Every year, the International Festival of Authors grows in size and scope, featuring both established novelists, poets, playwrights, short story writers and biographers, as well as emerging writers to note. We chatted with a handful of IFOA writers whose work we think you’ll love.

Gwen Benaway is of Anishinaabe and Métis descent. She has published two collections of poetry, Ceremonies for the Dead and Passage, and her third collection, What I Want is Not What I Hope For, is forthcoming in 2018. A two-spirited trans poet, she has been described as the spiritual love child of Tomson Highway and Anne Sexton. In 2015, she was the recipient of the inaugural Speaker’s Award for a Young Author and in 2016 she received a Dayne Ogilvie Honour of Distinction for Emerging Queer Authors from the Writers’ Trust of Canada.

SDTC: Walk us through a typical day in your life.

GB: I live in the Village, so I like to wake up early, wander over to the local Starbucks, and then walk to work. For me, maintaining a regular connection to the landscape I live in is important. Walking is my preferred way of connecting to Toronto and its neighbourhoods.

I work 9-5 so I spend my day alternating between my regular work, writing, and dealing with the business of writing. After work, I tend to be eating with my trans girlfriends or attending community/literary events. My life is very simple. I prefer rhythm and repetition in my life, likely some deep-seated poetic drive. Or I’m boring.

When did you realize you wanted to be a writer?

I always wanted to be a poet. Reading and literature was very much embedded in my life from a young age. Trashy fantasy novels were my first true love and I haven’t left them yet. I was the first person in my family to attend university, which I excelled at, but I ended up breaking from my MA program to work full time. Access to resources for education is something most Indigenous people struggle with. I decided to work rather than continue my education – something I regret but am also grateful for. I work in a community-based field but focus much of my energy on advocating and writing.

I published my first poetry book at twenty-three; I was one of the youngest poets in Canada at the time. I released my second when I was twenty-eight and my third book is coming out next fall. I’ve written a fourth, so I’m not sure where my career will take me, but I enjoy the work of poetry. I use poetry to push social boundaries, to explore new landscapes, and to humanize the experience of being an Indigenous trans woman. I am considered a confessional poet, a poet who writes from the intimate and everyday aspects of life. I often write about hard topics as well as my relationships. I see poetry and my work as a way to create space for Indigenous women, trans women, and everyone who lives on the messy margins of the normal.

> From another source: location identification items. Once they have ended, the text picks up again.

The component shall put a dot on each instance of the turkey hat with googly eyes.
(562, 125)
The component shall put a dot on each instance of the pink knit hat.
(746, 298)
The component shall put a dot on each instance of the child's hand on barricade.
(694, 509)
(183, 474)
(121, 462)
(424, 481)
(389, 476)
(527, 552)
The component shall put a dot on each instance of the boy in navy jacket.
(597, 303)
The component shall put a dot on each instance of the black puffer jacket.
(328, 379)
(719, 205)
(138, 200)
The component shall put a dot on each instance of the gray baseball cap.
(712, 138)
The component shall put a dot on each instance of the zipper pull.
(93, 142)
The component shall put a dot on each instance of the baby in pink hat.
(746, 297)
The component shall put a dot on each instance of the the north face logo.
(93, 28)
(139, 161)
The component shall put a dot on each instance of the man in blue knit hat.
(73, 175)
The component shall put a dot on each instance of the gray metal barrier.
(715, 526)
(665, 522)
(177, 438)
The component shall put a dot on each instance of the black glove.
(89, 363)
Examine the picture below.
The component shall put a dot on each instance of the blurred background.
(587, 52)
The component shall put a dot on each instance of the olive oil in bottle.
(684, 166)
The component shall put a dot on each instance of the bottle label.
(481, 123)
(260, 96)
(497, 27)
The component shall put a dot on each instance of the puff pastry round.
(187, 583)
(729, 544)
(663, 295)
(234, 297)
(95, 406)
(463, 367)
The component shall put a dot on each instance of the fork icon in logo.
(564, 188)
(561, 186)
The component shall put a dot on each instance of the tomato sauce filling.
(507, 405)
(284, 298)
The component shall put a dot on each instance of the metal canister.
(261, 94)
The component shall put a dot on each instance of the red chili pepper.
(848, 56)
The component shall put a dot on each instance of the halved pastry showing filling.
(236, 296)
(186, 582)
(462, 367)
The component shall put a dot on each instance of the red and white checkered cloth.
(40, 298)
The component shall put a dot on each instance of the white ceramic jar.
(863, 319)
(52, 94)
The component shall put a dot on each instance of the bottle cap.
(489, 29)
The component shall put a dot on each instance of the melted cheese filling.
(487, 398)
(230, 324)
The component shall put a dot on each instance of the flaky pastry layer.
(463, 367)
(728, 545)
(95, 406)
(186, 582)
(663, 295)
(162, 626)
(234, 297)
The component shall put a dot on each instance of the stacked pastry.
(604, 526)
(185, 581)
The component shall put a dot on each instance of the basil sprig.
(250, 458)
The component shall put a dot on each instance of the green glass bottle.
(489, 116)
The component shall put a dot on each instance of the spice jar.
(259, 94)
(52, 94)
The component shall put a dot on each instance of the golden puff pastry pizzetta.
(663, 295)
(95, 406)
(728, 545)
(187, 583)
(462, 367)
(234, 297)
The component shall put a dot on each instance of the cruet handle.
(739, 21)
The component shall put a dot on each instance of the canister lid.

Best advice to other young women wanting to get their work published?

I tell people to focus on their craft. Read people in your field who are writing in your genre. If you don’t read, you can’t write. Start with literary magazines and work your way out. Look for anthologies and other venues for emerging writers.

Don’t assume publishing will change your life. Publishing is a small part of being a writer, and you don’t need to be published in order to write well. The real work of a writer is on the page; build a connection to the page first and everything else comes from that bond. If you write because you want to published, you will quickly get burned out. Only the work can sustain you.

What literary trends are you loving? Which ones are you loathing?

I’m into the work of other Indigenous writers, like Alicia Elliot, Joshua Whitehead, Billy Ray Belcourt, Samantha Mock, Arielle Twist and Lindsay Nixon. Other trans girl writers, such as Casey Plett, Kai Cheng Thom, Jia Qing Wilson-Yang and many others, are the woman I look to in the literary world for hope. Emerging Black writers – Whitney French, Canisia Lubrin, and Cason Sharpe – are also exciting me. I really appreciate the development of more diverse, empowered voices from communities that haven’t traditionally had access to literary markets.

I continue to loathe the lack of diversity in Canadian literature. I’m frustrated by the ongoing anti-Indigenous and anti-Black sentiments that are part of the Canadian literary politics. I despise writing that doesn’t examine or question systems of power and privilege. Poetry that is inaccessible to most readers, poetry that performs “smartness” or poetry that is disconnected from the real world is bad poetry. If your poetry is not bent towards liberation, I don’t want to read it.

What should we be paying more attention to?

We should be paying more attention to the writers I’ve mentioned so far. We should be paying more attention to the ongoing legacy of racism in Canada. We should be paying more attention to potential of poetry to elevate conversations, bring us into joy, and transform our perspectives on the world.

What is your next project?

I’m currently editing my fourth book, Aperture Horizon, which sounds like a terrible book of poetry. It’s a single long-form poem about image, love and the complexity of intimacy between two people of different genders, races and bodies.

IFOA takes place at Harbourfront Centre (235 Queen’s Quay W) from October 19 to 29.